Joint Distribution with Conditional Probability

Question

I am able to understand all the math after the 2nd step of the problem, I just don't understand where they got the 4 from in the second step of the problem.
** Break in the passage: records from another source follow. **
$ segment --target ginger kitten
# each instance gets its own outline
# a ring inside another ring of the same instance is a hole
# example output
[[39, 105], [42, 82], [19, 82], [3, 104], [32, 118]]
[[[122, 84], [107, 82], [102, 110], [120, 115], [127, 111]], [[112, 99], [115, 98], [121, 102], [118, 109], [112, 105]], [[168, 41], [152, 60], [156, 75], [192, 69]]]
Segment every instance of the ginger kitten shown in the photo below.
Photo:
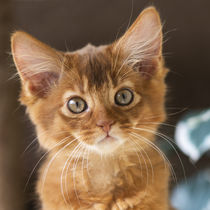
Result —
[[12, 54], [40, 145], [42, 210], [167, 210], [162, 26], [153, 7], [110, 45], [57, 51], [25, 32]]

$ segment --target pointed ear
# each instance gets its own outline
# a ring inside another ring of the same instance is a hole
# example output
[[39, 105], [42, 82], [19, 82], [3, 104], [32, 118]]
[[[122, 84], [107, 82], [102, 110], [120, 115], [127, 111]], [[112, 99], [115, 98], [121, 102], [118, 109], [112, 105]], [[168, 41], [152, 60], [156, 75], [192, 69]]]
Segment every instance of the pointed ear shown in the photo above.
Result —
[[12, 35], [11, 48], [26, 95], [44, 97], [58, 82], [62, 53], [21, 31]]
[[154, 7], [145, 9], [115, 44], [124, 62], [150, 77], [162, 56], [162, 25]]

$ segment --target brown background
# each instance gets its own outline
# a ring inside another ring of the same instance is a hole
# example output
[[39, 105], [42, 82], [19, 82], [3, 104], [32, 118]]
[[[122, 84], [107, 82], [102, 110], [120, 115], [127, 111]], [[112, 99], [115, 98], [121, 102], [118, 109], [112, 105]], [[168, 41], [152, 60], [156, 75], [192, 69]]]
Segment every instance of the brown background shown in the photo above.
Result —
[[175, 124], [186, 110], [210, 107], [209, 0], [0, 0], [0, 209], [23, 210], [33, 200], [34, 179], [27, 193], [19, 183], [25, 183], [36, 163], [35, 146], [20, 158], [33, 135], [17, 103], [18, 80], [8, 80], [15, 73], [7, 54], [9, 35], [21, 29], [59, 50], [106, 44], [149, 5], [157, 7], [164, 23], [164, 54], [171, 69], [167, 110], [179, 112], [169, 118]]

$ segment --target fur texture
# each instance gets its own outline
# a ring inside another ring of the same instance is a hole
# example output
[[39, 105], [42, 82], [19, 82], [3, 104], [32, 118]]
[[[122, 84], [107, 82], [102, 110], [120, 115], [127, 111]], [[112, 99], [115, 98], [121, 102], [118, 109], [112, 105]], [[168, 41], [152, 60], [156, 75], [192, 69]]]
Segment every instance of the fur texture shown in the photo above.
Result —
[[[162, 26], [145, 9], [116, 42], [59, 52], [25, 32], [12, 53], [46, 161], [37, 193], [42, 210], [167, 210], [169, 170], [154, 144], [165, 120]], [[116, 104], [128, 89], [130, 104]], [[87, 107], [69, 110], [72, 98]]]

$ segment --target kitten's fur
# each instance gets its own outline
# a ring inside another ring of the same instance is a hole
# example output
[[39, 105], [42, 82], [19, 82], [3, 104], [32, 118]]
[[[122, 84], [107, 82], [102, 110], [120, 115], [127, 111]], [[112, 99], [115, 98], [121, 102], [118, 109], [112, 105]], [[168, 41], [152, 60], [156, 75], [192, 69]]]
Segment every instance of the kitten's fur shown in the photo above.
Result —
[[[47, 150], [37, 183], [42, 210], [169, 209], [168, 167], [153, 144], [165, 119], [161, 31], [150, 7], [107, 46], [64, 53], [13, 34], [20, 100]], [[133, 91], [128, 106], [114, 101], [122, 88]], [[87, 110], [71, 113], [72, 96]]]

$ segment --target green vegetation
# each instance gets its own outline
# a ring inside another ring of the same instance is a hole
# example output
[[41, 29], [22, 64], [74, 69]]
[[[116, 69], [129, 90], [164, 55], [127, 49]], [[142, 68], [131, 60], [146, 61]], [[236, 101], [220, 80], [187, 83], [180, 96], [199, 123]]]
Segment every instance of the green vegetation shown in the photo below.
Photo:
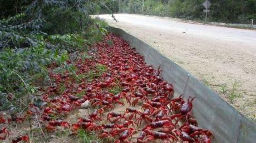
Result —
[[[115, 12], [172, 17], [203, 21], [205, 0], [105, 0]], [[209, 21], [212, 22], [250, 23], [256, 21], [256, 0], [210, 1]], [[144, 4], [143, 4], [144, 2]], [[142, 7], [142, 6], [144, 6]]]
[[238, 91], [237, 88], [238, 86], [238, 83], [235, 81], [232, 85], [232, 88], [228, 93], [228, 98], [231, 103], [234, 102], [234, 100], [237, 98], [242, 96], [241, 93]]
[[[49, 67], [56, 73], [67, 70], [77, 80], [85, 76], [76, 74], [75, 66], [67, 60], [90, 58], [85, 54], [89, 46], [106, 33], [107, 24], [90, 16], [107, 8], [101, 1], [3, 0], [0, 4], [0, 110], [17, 111], [40, 101], [39, 87], [51, 84]], [[97, 74], [106, 70], [96, 67]]]

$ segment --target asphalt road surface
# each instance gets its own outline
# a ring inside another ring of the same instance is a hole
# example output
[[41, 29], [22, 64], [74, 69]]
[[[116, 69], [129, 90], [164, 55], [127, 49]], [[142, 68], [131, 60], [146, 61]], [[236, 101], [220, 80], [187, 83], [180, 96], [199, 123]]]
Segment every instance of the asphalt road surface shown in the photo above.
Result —
[[151, 45], [256, 120], [256, 30], [137, 14], [100, 15]]

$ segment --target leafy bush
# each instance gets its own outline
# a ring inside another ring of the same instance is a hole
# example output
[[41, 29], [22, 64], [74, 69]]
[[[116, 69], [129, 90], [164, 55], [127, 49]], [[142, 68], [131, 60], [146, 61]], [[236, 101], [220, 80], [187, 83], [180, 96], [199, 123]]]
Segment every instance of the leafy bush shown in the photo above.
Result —
[[90, 16], [100, 1], [3, 1], [0, 110], [15, 110], [32, 102], [38, 87], [51, 85], [49, 65], [75, 71], [66, 62], [69, 55], [83, 57], [79, 53], [101, 39], [106, 24]]

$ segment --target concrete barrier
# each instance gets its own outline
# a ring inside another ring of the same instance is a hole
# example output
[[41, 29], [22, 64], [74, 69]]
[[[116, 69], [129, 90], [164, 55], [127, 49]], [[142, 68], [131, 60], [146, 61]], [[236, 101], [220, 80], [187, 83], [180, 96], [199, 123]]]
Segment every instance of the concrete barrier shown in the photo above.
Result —
[[256, 142], [256, 124], [238, 112], [193, 75], [164, 57], [154, 48], [123, 30], [108, 27], [121, 35], [143, 55], [147, 64], [156, 69], [161, 65], [161, 76], [173, 84], [175, 95], [196, 96], [192, 113], [199, 126], [211, 130], [213, 142]]

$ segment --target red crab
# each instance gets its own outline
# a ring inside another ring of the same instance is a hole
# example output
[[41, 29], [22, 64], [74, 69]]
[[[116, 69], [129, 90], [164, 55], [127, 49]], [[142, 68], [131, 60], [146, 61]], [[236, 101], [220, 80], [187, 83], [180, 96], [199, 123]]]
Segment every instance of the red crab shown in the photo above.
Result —
[[137, 125], [140, 125], [141, 124], [141, 121], [142, 120], [145, 121], [146, 122], [151, 122], [153, 120], [151, 118], [149, 117], [151, 113], [149, 109], [146, 109], [141, 115], [140, 117], [137, 118], [136, 120], [136, 122], [137, 122]]
[[136, 109], [131, 108], [126, 108], [125, 111], [125, 115], [127, 114], [127, 113], [131, 113], [130, 116], [128, 118], [129, 120], [131, 120], [134, 116], [135, 116], [135, 118], [136, 119], [136, 115], [137, 114], [141, 115], [141, 112], [140, 111], [138, 111]]
[[0, 140], [4, 140], [6, 138], [6, 136], [9, 136], [9, 132], [7, 130], [7, 128], [4, 127], [0, 130]]
[[21, 141], [24, 141], [27, 142], [28, 141], [29, 138], [28, 135], [20, 136], [12, 140], [12, 143], [17, 143]]
[[[115, 119], [114, 120], [111, 121], [110, 120], [110, 119], [112, 118], [115, 118]], [[116, 112], [111, 112], [107, 114], [107, 120], [111, 122], [116, 122], [122, 118], [125, 119], [125, 116], [120, 113]]]
[[90, 115], [90, 118], [92, 120], [102, 120], [101, 118], [97, 116], [98, 114], [100, 113], [100, 114], [102, 114], [103, 110], [102, 109], [95, 109], [94, 111], [92, 112], [92, 114]]
[[122, 128], [118, 131], [118, 132], [121, 132], [120, 135], [118, 140], [115, 141], [115, 143], [123, 142], [131, 142], [127, 138], [132, 136], [132, 135], [135, 133], [135, 129], [133, 127], [129, 128]]

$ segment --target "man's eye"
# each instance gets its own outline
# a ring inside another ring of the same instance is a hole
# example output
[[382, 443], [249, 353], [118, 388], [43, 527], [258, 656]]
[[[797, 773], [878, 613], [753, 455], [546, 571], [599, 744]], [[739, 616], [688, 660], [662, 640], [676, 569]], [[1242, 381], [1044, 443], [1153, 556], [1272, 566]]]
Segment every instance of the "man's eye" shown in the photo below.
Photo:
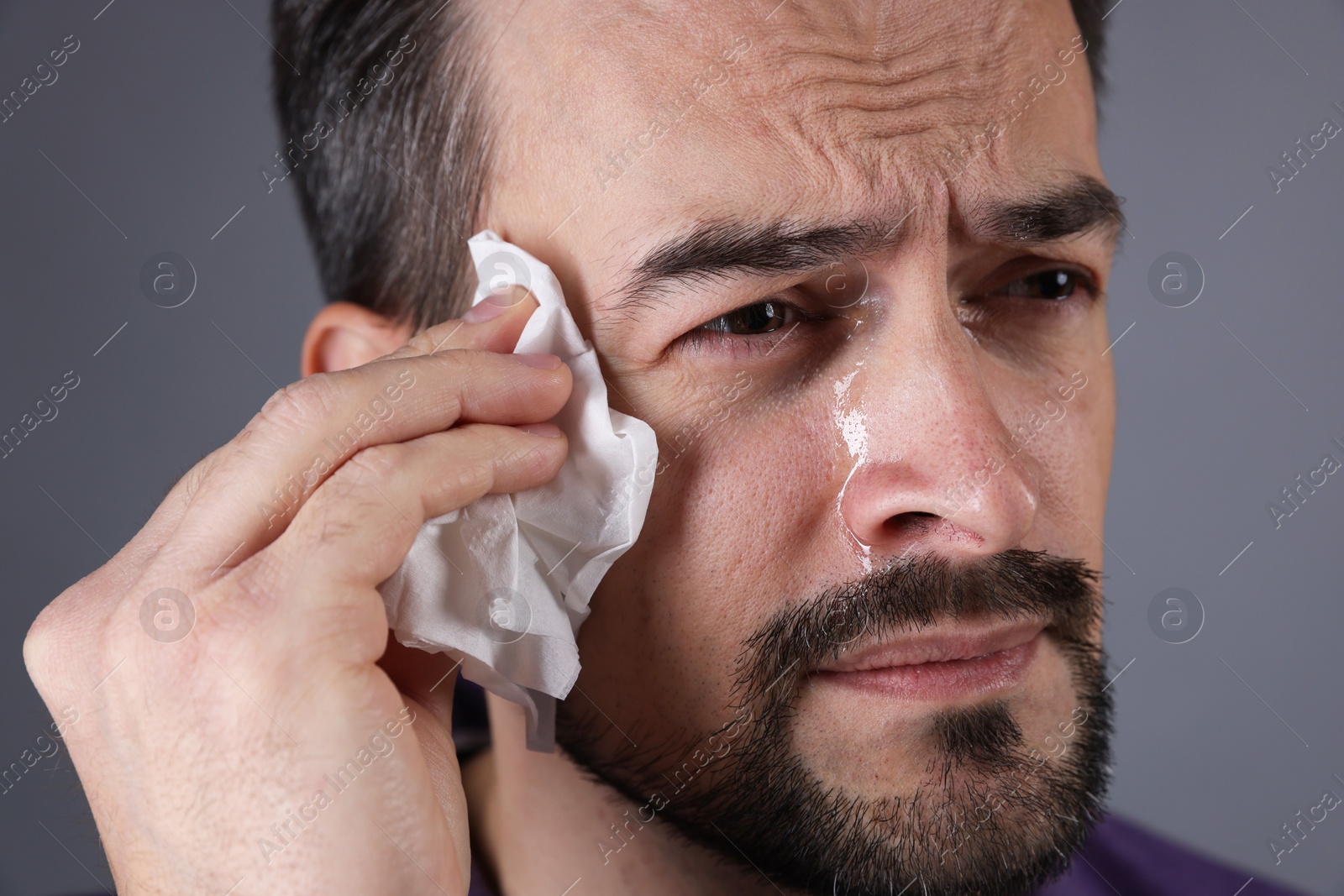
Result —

I know they are using Bayes formula, but am not sure where the 4 comes from in step 2.

Answer 1

We have $$P(Y \leq \frac{X}{4}) = \int_0^1 \int_0^{\frac{x}{4}} 10x^2 y \, \, dy \, \, dx $$ So then $$P(Y \leq \frac{X}{2}) = \int_0^1 \int_0^{\frac{x}{2}} 10x^2 y \, \, dy \, \, dx = \int_0^1 \frac{5}{4}x^4 \,\, dx = \frac{1}{4}$$ And for the step you are confused about: $$\frac{P(Y \leq \frac{X}{4}, Y \leq \frac{X}{2})}{P(Y \leq \frac{X}{2})} = \frac{P(Y \leq \frac{X}{4})}{\frac{1}{4}} = 4 P ( Y \leq \frac{X}{4})$$ with $P(Y \leq \frac{X}{4}, Y \leq \frac{X}{2}) = P(Y \leq \frac{X}{4})$ as $Y$ being less than $\frac{X}{4}$ implies adding on the constraint of also being less than $\frac{X}{2}$ does not change the probability for $0 \leq X \leq 1$.